私は50も歳の離れたそのおじいさんの話が大好きだった。
昔の暮らしや食事の話はとても新鮮で、私の心を虜にした。
教科書やネットでは知りえないような戦争のことも、とても興味深かった。

厳格だった祖父とは、幼少期からまともな交流が出来ないままだったので、その方との穏やかな時間が、より特別で、より貴重に感じていたのかもしれない。

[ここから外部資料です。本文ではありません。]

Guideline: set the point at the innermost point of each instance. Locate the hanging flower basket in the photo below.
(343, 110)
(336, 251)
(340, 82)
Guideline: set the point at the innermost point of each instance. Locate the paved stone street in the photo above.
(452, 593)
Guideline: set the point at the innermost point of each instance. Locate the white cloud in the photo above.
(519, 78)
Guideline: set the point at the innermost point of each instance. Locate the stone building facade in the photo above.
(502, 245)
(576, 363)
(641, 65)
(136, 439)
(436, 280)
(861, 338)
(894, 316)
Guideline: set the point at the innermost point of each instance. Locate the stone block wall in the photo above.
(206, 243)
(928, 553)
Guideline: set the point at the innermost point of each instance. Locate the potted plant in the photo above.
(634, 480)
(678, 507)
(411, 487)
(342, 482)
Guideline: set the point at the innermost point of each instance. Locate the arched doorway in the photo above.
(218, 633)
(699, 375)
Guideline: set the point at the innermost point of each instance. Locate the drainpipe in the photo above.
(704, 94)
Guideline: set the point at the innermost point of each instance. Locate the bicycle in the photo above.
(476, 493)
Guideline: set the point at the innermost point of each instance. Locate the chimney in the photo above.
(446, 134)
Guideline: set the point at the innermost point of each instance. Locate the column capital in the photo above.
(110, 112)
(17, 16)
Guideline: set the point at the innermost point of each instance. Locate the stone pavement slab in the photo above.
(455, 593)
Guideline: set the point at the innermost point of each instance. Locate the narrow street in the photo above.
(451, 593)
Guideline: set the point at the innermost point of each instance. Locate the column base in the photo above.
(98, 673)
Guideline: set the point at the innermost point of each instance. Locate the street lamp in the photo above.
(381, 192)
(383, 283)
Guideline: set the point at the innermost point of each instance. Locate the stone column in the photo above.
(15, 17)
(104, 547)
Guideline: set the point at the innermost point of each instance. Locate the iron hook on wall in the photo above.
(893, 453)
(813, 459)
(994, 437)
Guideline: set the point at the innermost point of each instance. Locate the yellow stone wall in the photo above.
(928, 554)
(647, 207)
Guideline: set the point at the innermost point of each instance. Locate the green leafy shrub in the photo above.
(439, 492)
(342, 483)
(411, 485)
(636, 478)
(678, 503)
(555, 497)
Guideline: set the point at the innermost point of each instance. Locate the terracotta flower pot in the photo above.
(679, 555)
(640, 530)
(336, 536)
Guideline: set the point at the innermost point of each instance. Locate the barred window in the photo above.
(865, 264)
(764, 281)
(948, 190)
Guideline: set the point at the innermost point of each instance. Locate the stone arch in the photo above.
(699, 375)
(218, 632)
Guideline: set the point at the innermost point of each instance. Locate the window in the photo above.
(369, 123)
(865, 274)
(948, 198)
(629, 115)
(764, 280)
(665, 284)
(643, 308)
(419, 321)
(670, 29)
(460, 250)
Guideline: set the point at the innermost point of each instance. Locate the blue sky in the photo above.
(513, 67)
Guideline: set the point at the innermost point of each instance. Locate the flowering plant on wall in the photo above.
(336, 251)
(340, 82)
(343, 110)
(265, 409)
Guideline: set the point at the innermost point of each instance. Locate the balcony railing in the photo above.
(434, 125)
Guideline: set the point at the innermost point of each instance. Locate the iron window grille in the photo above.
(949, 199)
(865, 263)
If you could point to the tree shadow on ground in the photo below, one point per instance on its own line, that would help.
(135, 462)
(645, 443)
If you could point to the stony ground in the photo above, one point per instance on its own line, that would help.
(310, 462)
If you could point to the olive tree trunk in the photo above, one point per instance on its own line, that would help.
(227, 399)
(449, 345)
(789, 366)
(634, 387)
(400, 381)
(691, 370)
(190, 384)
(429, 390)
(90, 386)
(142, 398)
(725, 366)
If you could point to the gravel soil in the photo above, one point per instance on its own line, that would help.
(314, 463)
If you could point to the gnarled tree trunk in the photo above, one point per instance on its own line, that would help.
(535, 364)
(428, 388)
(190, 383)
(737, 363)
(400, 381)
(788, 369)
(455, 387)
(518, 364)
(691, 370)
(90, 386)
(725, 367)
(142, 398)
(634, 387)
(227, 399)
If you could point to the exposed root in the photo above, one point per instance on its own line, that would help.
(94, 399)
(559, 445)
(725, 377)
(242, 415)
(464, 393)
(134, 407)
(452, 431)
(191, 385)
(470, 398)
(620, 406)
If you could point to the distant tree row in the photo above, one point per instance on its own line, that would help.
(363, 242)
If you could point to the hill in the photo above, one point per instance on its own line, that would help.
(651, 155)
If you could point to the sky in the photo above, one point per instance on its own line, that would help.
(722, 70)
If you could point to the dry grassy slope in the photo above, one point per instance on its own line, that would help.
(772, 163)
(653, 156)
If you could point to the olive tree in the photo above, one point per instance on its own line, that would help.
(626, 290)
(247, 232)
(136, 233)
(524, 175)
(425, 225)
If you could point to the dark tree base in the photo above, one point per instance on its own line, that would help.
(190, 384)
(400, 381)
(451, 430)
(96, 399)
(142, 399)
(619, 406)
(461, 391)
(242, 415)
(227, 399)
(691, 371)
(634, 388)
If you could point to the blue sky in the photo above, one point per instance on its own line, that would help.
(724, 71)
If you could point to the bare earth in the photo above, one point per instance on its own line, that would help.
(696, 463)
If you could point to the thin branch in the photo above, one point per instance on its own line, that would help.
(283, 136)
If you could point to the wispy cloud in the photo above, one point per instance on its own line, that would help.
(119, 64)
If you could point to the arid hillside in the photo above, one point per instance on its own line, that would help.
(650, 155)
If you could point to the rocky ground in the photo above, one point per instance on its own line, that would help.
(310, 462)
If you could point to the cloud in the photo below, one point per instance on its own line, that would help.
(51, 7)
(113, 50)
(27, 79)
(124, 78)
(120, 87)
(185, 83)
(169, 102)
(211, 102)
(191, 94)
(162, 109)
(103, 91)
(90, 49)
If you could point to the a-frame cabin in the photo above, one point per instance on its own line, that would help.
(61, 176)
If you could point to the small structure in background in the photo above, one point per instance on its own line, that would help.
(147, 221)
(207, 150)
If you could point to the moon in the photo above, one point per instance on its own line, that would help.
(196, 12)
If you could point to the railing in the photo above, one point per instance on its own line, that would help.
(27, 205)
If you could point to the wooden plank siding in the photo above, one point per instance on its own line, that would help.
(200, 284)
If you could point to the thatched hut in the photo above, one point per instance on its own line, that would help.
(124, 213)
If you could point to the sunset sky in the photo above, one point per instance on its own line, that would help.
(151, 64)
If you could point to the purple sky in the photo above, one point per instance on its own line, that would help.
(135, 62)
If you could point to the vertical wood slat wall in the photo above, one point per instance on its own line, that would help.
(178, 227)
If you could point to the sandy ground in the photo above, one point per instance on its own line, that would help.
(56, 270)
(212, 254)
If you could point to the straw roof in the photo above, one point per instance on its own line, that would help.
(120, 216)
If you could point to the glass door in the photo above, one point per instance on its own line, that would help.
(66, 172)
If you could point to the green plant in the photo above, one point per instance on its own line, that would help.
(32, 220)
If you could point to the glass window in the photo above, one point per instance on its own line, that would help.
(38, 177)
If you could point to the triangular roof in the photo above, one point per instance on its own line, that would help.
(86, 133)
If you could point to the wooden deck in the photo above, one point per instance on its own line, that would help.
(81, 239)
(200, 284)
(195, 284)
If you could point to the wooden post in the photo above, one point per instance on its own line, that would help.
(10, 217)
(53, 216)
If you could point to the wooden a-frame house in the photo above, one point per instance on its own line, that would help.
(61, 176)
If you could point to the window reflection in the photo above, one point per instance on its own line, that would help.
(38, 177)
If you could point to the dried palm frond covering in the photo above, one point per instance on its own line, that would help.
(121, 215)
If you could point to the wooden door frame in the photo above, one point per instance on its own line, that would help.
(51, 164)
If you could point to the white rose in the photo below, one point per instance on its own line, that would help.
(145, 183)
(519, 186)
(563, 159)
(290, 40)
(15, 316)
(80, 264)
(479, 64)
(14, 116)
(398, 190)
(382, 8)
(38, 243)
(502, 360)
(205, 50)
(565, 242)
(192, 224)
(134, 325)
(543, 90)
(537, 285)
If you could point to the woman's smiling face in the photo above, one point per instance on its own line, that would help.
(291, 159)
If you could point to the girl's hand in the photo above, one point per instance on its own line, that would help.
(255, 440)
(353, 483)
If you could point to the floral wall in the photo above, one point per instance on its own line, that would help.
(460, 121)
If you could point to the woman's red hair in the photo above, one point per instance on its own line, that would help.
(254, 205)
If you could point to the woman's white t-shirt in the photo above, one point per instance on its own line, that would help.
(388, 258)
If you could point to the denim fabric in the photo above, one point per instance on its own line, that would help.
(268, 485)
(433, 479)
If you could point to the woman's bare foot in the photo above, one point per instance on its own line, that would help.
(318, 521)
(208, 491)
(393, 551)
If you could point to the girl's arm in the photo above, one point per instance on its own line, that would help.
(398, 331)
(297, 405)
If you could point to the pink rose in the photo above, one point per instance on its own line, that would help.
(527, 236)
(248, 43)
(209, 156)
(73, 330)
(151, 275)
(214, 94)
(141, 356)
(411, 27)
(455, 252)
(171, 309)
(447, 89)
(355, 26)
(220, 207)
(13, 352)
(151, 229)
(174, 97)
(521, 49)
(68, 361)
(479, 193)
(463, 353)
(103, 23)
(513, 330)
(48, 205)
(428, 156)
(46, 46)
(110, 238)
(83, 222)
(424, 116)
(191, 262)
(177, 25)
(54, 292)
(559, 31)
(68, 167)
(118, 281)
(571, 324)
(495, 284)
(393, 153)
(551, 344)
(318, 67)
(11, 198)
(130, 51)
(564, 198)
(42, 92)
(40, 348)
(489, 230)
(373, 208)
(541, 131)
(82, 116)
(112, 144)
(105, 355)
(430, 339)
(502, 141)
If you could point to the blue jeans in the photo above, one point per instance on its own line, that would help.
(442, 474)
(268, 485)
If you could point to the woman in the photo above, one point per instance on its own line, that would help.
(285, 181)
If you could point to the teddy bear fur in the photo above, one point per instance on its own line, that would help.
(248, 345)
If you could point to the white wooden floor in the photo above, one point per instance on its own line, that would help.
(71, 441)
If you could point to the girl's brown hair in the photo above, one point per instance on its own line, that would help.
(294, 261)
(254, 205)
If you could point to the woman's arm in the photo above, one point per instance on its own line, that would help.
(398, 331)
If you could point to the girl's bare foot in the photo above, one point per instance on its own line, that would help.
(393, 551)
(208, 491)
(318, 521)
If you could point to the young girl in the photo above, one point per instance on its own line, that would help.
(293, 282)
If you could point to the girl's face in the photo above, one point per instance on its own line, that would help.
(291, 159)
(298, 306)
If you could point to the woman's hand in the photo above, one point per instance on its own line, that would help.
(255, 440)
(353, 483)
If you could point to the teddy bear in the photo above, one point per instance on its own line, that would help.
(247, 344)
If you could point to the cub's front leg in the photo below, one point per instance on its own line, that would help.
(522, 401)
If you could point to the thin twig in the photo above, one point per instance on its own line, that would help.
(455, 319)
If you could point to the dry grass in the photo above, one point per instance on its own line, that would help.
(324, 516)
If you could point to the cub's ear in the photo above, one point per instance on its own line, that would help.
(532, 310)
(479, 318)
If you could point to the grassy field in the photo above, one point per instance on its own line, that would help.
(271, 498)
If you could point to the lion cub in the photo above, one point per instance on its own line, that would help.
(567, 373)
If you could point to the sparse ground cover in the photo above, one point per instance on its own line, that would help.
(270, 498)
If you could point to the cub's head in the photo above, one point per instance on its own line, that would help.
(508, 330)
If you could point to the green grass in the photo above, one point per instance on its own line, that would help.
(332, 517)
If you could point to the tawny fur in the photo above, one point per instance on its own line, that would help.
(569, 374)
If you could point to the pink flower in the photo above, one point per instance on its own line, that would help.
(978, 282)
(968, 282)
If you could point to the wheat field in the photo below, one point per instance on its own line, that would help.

そんな風に数ヵ月に1度は必ず会ってお喋りを楽しんでいたのだけれど、ある日突然、おじいさんは入院してしまった。

私はすぐにお手紙を書いてお見舞いに行った。
病室のベッド脇にあるカーテンを開けるとき、ほんの少し戸惑ったけれど、笑顔いっぱいで私を迎えてくれたので、心から安心した。
疲れさせてはいけないと思い、柔らかい時間を15分ほど過ごしたら、またすぐ来るねと言っていつもの別れ際の握手をして、病室を後にした。
私の心は温かかった。


その後、1ヵ月経っても退院の兆しは見えなかった。
私は幾度となく手紙を書いた。
何通も何通も。
お誕生日に初めて手紙を渡したときに、こちらが「そんなに?」と思う程喜んでくれたから。その後も繰り返し繰り返し読んでいると教えてくれたから。
高齢になり、耳は遠く記憶力も低下していたおじいさんにとって、手紙は何よりも特別なものだったようだ。

元旦も、私はお手紙を握りしめておじいさんの病室に向かっていた。
「今日は誰も来ないと思っていた」とポツリと言うから、「だからこその私!」と笑い合った。

穏やかで、ほんの少しだけ賑やかな元旦の朝だった。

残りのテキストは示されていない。